The cat, which had been sleeping quietly on the hearthrug for the last hour of Alan Querdilion's story, woke as he ceased speaking, yawned and jumped on to the arm of his chair. He rose, kicked the end of the last log into the nearly dead fire and shivered with cold.

"The German police had not much doubt that I was barmy," he said, "when they found me like that, wandering stark naked by the railway line. It was at a little place called Kramersdorf, not far, it seems, from Daemmerstadt--the station I had been making for. They kept me in hospital for a month and then, either because they thought I was cured or because they didn't much care anyway, they put me back in the cage: a different camp, though. That was in September, nineteen-forty-three. I stayed there till the Russians came in May, forty-five."

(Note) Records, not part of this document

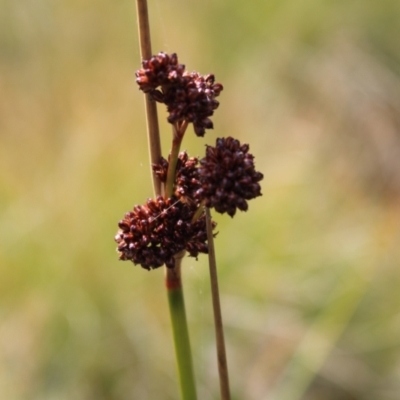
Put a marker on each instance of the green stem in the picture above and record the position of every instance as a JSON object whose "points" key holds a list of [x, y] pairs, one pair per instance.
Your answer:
{"points": [[180, 330]]}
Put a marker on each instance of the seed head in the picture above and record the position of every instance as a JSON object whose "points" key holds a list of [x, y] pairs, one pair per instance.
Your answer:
{"points": [[188, 96], [228, 177], [151, 234]]}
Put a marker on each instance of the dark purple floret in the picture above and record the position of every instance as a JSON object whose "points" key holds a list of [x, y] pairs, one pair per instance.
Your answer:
{"points": [[228, 177], [153, 233], [188, 96]]}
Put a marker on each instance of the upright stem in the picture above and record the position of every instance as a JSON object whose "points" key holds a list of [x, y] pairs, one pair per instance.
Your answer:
{"points": [[153, 133], [219, 331], [178, 131], [183, 352]]}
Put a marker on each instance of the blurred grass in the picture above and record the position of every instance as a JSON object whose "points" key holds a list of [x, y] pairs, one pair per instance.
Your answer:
{"points": [[309, 276]]}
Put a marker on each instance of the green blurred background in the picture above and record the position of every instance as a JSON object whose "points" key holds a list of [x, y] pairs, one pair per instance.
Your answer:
{"points": [[309, 276]]}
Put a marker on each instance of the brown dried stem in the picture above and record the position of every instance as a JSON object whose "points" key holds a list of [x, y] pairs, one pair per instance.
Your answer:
{"points": [[150, 105], [219, 331]]}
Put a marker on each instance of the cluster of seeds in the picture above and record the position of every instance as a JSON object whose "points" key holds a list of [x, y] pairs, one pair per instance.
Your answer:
{"points": [[153, 233], [188, 96], [228, 177]]}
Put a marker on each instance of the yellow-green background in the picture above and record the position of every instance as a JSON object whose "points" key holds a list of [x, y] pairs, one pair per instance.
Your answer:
{"points": [[309, 276]]}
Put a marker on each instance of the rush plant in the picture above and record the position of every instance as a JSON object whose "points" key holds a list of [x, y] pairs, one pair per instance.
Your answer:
{"points": [[177, 220]]}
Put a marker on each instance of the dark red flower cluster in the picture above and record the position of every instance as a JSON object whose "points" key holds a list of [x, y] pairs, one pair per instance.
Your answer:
{"points": [[228, 177], [152, 234], [188, 96]]}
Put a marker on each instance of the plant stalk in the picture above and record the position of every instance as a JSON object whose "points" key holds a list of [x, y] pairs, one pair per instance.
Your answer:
{"points": [[219, 331], [180, 330], [153, 133]]}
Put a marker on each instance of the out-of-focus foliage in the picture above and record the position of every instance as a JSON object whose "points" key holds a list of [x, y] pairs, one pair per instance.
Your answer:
{"points": [[309, 276]]}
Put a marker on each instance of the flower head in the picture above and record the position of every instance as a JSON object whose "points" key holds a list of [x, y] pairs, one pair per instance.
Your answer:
{"points": [[153, 233], [188, 96], [228, 177]]}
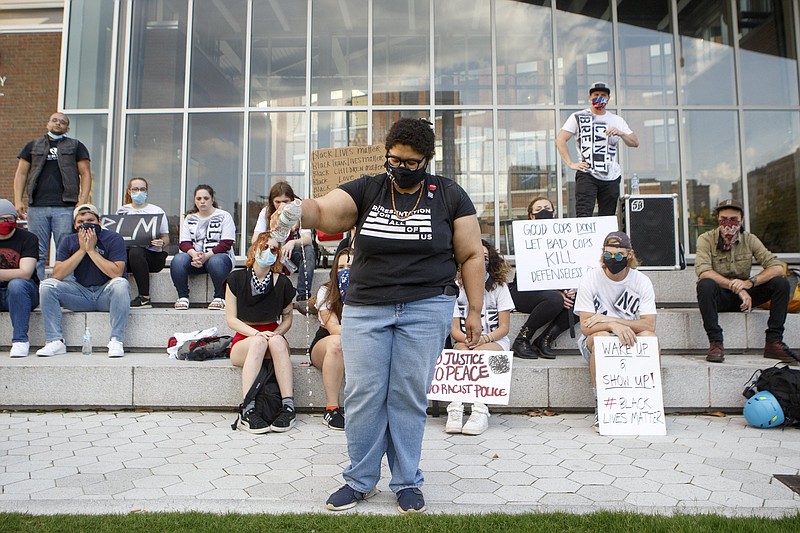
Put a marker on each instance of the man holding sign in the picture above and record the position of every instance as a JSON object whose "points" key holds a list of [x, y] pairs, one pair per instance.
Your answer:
{"points": [[616, 300]]}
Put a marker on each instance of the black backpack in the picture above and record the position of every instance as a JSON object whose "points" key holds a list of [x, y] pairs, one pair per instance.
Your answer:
{"points": [[266, 393], [784, 383]]}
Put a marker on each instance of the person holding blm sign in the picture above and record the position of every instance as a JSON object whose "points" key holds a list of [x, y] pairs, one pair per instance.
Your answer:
{"points": [[496, 317], [615, 299], [413, 230]]}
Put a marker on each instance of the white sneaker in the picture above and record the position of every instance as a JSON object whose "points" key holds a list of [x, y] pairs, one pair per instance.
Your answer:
{"points": [[52, 348], [478, 421], [455, 416], [115, 348], [20, 349]]}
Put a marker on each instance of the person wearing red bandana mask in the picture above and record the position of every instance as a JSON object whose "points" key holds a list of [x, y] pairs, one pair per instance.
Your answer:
{"points": [[725, 282], [597, 133], [19, 251]]}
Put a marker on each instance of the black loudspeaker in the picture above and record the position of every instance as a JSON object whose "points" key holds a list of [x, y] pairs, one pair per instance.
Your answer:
{"points": [[651, 221]]}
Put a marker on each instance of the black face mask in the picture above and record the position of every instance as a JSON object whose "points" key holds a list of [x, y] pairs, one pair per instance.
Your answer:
{"points": [[614, 266], [404, 178]]}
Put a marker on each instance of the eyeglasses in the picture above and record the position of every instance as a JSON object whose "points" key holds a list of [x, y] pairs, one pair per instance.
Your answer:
{"points": [[410, 164]]}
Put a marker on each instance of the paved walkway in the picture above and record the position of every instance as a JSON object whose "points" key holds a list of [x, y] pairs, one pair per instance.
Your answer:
{"points": [[106, 462]]}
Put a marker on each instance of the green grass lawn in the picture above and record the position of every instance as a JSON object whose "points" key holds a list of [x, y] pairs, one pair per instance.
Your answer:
{"points": [[605, 522]]}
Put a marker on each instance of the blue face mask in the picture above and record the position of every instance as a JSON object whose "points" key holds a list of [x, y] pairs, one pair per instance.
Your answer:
{"points": [[344, 281], [139, 197], [265, 258]]}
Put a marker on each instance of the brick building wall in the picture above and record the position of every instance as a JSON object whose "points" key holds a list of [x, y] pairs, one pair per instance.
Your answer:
{"points": [[29, 62]]}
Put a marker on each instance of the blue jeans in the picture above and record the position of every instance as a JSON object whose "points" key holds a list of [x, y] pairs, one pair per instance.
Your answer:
{"points": [[390, 353], [25, 296], [113, 297], [305, 272], [218, 267], [44, 221]]}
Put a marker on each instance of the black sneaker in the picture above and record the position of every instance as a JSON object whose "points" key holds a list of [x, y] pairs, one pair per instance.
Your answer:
{"points": [[141, 303], [285, 420], [252, 422], [334, 418], [347, 498], [410, 501]]}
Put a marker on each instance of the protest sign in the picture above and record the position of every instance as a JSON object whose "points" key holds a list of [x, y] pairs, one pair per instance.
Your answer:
{"points": [[330, 167], [136, 230], [467, 376], [557, 253], [629, 396]]}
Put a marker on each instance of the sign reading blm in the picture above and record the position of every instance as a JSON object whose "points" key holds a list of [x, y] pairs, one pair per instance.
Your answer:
{"points": [[467, 376], [629, 396], [557, 253], [136, 230]]}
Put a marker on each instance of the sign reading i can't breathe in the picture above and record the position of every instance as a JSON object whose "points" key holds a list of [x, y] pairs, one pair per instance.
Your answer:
{"points": [[467, 376], [629, 396], [557, 253]]}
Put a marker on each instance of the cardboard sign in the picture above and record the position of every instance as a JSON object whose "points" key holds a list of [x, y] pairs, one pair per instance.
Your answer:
{"points": [[330, 167], [467, 376], [557, 253], [629, 396], [136, 230]]}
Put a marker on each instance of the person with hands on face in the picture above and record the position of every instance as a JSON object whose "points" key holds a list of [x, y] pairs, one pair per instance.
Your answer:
{"points": [[725, 282], [496, 318], [615, 299], [413, 231], [206, 244], [258, 307], [96, 257], [544, 307]]}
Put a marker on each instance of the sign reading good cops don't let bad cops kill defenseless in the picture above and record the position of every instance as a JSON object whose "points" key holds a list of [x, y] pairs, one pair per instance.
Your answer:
{"points": [[557, 253]]}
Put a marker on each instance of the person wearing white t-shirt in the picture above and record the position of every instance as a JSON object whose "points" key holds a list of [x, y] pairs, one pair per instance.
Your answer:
{"points": [[597, 133], [142, 261], [615, 299]]}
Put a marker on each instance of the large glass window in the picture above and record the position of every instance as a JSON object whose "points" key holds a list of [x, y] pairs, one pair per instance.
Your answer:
{"points": [[278, 53], [647, 65], [277, 153], [89, 46], [706, 61], [215, 158], [524, 39], [527, 166], [401, 52], [338, 51], [713, 173], [772, 169], [218, 34], [767, 52], [585, 48], [463, 62], [153, 151]]}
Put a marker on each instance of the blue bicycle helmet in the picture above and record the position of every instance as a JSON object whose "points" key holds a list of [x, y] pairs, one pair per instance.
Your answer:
{"points": [[763, 410]]}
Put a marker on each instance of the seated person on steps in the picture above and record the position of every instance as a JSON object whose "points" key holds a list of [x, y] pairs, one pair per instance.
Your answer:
{"points": [[724, 282], [97, 259]]}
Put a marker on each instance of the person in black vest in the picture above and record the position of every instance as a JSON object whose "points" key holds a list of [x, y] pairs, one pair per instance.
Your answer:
{"points": [[54, 173]]}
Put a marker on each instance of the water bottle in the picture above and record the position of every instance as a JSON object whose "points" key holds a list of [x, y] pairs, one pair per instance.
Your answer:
{"points": [[635, 185], [289, 216], [86, 349]]}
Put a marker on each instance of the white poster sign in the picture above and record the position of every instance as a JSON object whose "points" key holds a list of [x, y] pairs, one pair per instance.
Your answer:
{"points": [[557, 253], [467, 376], [629, 396]]}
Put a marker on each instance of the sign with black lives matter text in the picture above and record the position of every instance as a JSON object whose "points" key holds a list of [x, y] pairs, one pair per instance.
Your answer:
{"points": [[136, 230], [629, 396], [467, 376], [556, 253]]}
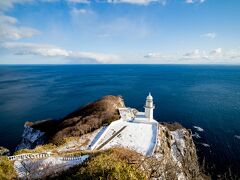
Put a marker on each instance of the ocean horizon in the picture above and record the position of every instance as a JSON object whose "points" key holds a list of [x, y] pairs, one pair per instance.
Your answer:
{"points": [[203, 98]]}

"But have you no idea where you'd been?..." I began. "I mean, did the German police not trace what you'd been doing between escaping from your first camp and being picked up on the railway line?"

"If they did they never told me," he said.

He was silent a long time, and then sighed.

"Ah, well, that's all that happened to me while I was round the bend. As I told you, if it doesn't happen again for another year I shall ask Elizabeth to marry me, and I hope I shall forget I was ever mad. You've kept awake through the tale, now you must go to bed and forget you ever heard it. No one else ever will."

"No," I said. "Elizabeth must hear it. You must tell it to her."

He went out without replying, and I heard him unfastening the front-door bolts.

"I don't know," he muttered, as if to himself. "I don't know." He swore suddenly under his breath. "Where's Smut gone to again? Cats are a damn nuisance, whether you let them out or try to keep them in."